I Remember
- Author: Joe Brainard
- Language: English
- Publisher: Angel Hair
- Publication date: 1970
- Publication place: United States
- ISBN: 0140245219
- OCLC: 1030113402
- Followed by: I Remember More

= I Remember (book) =

1970 experimental memoir by Joe Brainard

I Remember is a 1970 experimental memoir by American artist Joe Brainard. It depicts his childhood in the 1940s and '50s in Oklahoma as well as his life in the '60s and '70s in New York City through a stream of consciousness list of moments and tangents that are prefixed with the phrase "I remember".

Brainard followed I Remember with I Remember More (1972) and More I Remember More (1973), both published by Angel Hair.

== Reception ==

I Remember is Brainard's best-known work.
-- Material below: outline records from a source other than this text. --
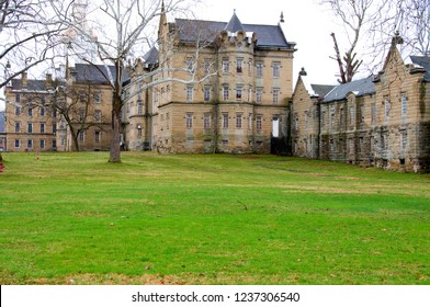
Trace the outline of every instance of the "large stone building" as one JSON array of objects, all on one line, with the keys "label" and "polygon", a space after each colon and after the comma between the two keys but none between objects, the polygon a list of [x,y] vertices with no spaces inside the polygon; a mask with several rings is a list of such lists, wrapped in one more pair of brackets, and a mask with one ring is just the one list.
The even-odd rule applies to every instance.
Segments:
[{"label": "large stone building", "polygon": [[55,110],[47,106],[54,83],[46,80],[13,79],[4,90],[5,146],[9,151],[52,151],[57,148]]},{"label": "large stone building", "polygon": [[396,42],[377,76],[328,93],[298,77],[291,106],[294,156],[430,171],[430,58],[411,56],[405,64]]},{"label": "large stone building", "polygon": [[152,87],[126,103],[127,148],[270,152],[272,137],[286,138],[295,44],[280,24],[242,24],[236,13],[169,23],[163,13],[158,45],[133,69],[127,92]]}]

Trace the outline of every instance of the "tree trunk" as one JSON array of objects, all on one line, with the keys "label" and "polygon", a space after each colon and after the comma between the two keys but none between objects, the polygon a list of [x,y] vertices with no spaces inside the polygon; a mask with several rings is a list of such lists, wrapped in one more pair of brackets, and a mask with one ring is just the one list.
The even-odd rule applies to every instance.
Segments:
[{"label": "tree trunk", "polygon": [[121,94],[114,92],[112,100],[112,140],[109,161],[121,163]]}]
Paul Auster said the memoir was "one of the few totally original books I have ever read."

I Remember has inspired many homages, such as Georges Perec's Je me souviens which was dedicated to Brainard. Poet Kenneth Koch has utilized I Remember in the classroom as a prompt in teaching children to write poetry.

In 1998 filmmaker Avi Zev Weider premiered his short film I Remember at the Sundance Film Festival. The film, an adaptation of Brainard's book, went on to play over 25 film festivals worldwide. Novelist Paul Auster was the Executive Producer on the film. The film stars John Cameron Mitchell and Liam Aiken.
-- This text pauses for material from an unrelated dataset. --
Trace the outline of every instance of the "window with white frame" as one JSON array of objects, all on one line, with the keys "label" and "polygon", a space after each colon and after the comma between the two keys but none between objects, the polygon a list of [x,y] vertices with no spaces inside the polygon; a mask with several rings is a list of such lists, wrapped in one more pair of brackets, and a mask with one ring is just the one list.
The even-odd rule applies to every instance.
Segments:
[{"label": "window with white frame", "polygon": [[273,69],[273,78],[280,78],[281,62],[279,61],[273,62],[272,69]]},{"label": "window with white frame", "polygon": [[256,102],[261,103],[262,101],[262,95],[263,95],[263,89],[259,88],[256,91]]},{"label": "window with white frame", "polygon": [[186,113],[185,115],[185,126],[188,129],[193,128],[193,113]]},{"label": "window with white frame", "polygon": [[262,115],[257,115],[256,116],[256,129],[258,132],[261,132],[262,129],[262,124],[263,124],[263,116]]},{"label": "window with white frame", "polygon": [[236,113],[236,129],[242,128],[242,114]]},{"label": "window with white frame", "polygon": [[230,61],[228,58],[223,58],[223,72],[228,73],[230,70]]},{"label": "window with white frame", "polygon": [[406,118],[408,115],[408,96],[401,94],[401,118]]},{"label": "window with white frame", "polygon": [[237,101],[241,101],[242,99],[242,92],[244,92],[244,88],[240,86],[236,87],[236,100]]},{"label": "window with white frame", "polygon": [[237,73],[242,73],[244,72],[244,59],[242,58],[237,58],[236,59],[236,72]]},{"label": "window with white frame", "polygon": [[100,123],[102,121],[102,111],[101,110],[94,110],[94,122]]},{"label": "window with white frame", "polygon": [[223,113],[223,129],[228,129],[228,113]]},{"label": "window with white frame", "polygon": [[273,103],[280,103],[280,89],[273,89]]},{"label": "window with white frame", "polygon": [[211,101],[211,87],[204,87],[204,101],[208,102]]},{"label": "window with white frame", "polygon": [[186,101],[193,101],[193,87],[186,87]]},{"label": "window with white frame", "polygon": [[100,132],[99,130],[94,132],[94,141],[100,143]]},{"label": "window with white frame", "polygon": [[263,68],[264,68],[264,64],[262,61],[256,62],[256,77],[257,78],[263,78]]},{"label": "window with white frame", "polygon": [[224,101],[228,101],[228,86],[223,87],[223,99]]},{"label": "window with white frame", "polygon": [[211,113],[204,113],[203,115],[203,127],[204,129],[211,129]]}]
In 2012 filmmaker Matt Wolf released the short I Remember: A Film About Joe Brainard using archival film footage and recordings of Brainard's readings.
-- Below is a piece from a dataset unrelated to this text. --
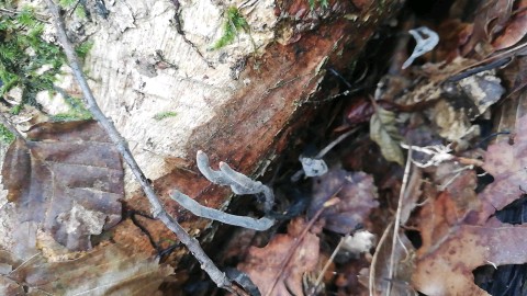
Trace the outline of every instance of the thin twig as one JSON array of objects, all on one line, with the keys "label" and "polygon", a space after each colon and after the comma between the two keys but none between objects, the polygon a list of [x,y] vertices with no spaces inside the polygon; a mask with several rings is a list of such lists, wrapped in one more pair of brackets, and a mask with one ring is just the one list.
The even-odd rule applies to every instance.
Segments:
[{"label": "thin twig", "polygon": [[93,93],[88,86],[88,81],[82,73],[74,47],[68,41],[64,20],[60,16],[60,12],[57,5],[53,2],[53,0],[47,0],[47,7],[52,13],[54,24],[57,30],[57,36],[60,44],[63,45],[66,57],[68,58],[69,66],[71,67],[74,76],[77,79],[80,89],[82,90],[88,110],[93,115],[93,118],[99,122],[99,124],[110,136],[117,150],[122,155],[124,161],[128,164],[136,180],[139,182],[143,191],[146,194],[146,197],[152,205],[153,216],[161,220],[170,230],[172,230],[178,236],[179,240],[184,243],[184,246],[187,246],[190,252],[200,262],[201,269],[203,269],[209,274],[209,276],[211,276],[211,280],[218,287],[233,292],[235,287],[232,285],[231,281],[222,271],[216,267],[214,262],[212,262],[212,260],[206,255],[198,240],[189,236],[189,234],[187,234],[187,231],[184,231],[184,229],[162,208],[162,204],[159,197],[154,192],[154,189],[150,186],[139,166],[132,156],[126,140],[121,136],[121,134],[119,134],[117,129],[113,125],[113,122],[108,119],[102,113],[102,111],[99,109],[96,98],[93,96]]},{"label": "thin twig", "polygon": [[338,251],[343,248],[344,242],[349,238],[350,234],[348,232],[346,236],[340,238],[340,241],[338,242],[337,247],[333,251],[332,255],[329,259],[326,261],[326,264],[324,264],[324,267],[322,269],[321,273],[316,277],[315,283],[313,284],[313,287],[311,287],[310,292],[307,293],[309,296],[313,296],[316,294],[316,289],[322,283],[322,278],[324,278],[324,275],[326,274],[327,269],[329,269],[329,265],[332,265],[332,262],[335,260],[335,257],[337,257]]},{"label": "thin twig", "polygon": [[384,244],[384,242],[386,241],[390,232],[392,231],[392,226],[393,226],[393,220],[390,221],[390,224],[384,229],[384,232],[382,232],[381,239],[379,239],[379,243],[377,244],[375,252],[373,253],[373,258],[371,259],[370,274],[369,274],[369,280],[368,280],[368,288],[369,288],[369,292],[370,292],[370,296],[377,295],[375,293],[373,293],[373,292],[377,292],[377,289],[375,289],[375,280],[377,280],[375,278],[375,272],[377,272],[375,266],[377,266],[377,262],[379,261],[379,257],[381,255],[381,248]]},{"label": "thin twig", "polygon": [[404,168],[404,175],[403,175],[403,184],[401,185],[401,191],[399,193],[399,203],[397,203],[397,212],[395,214],[395,223],[393,224],[393,238],[392,238],[392,252],[390,254],[390,265],[388,269],[388,288],[386,288],[386,296],[390,296],[392,289],[392,281],[393,280],[393,265],[395,264],[395,247],[397,246],[397,238],[399,238],[399,228],[401,224],[401,213],[403,208],[403,200],[406,192],[406,186],[408,183],[408,175],[410,175],[410,168],[412,167],[412,145],[408,148],[408,157],[406,159],[406,166]]},{"label": "thin twig", "polygon": [[5,118],[2,113],[0,113],[0,123],[5,126],[5,128],[8,128],[9,132],[11,132],[16,138],[22,140],[24,139],[24,136],[22,136],[19,129],[16,129],[16,127],[14,127],[14,125],[8,118]]}]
In 2014 Mexican author Margo Glantz wrote Yo también me acuerdo.

In 2019, video artist Nguyen Tan Hoang premiered "I Remember Dancing," commissioned by Visual AIDS as part of Day With(out) Art, which "brings together an intergenerational cast of 'trans and queer gaysians' ruminating on the past and future of AIDS, activism, gay culture, love, and (un)safe sex." The works takes Brainerd's poems as a prompt.

In a lengthy 2023 essay in the New York Review of Books, the poet and critic Geoffrey O'Brien wrote that I Remember "revealed [Brainard] as the inventor of an altogether new sort of book. The work eventually became globally popular and a widely used text for writing workshops."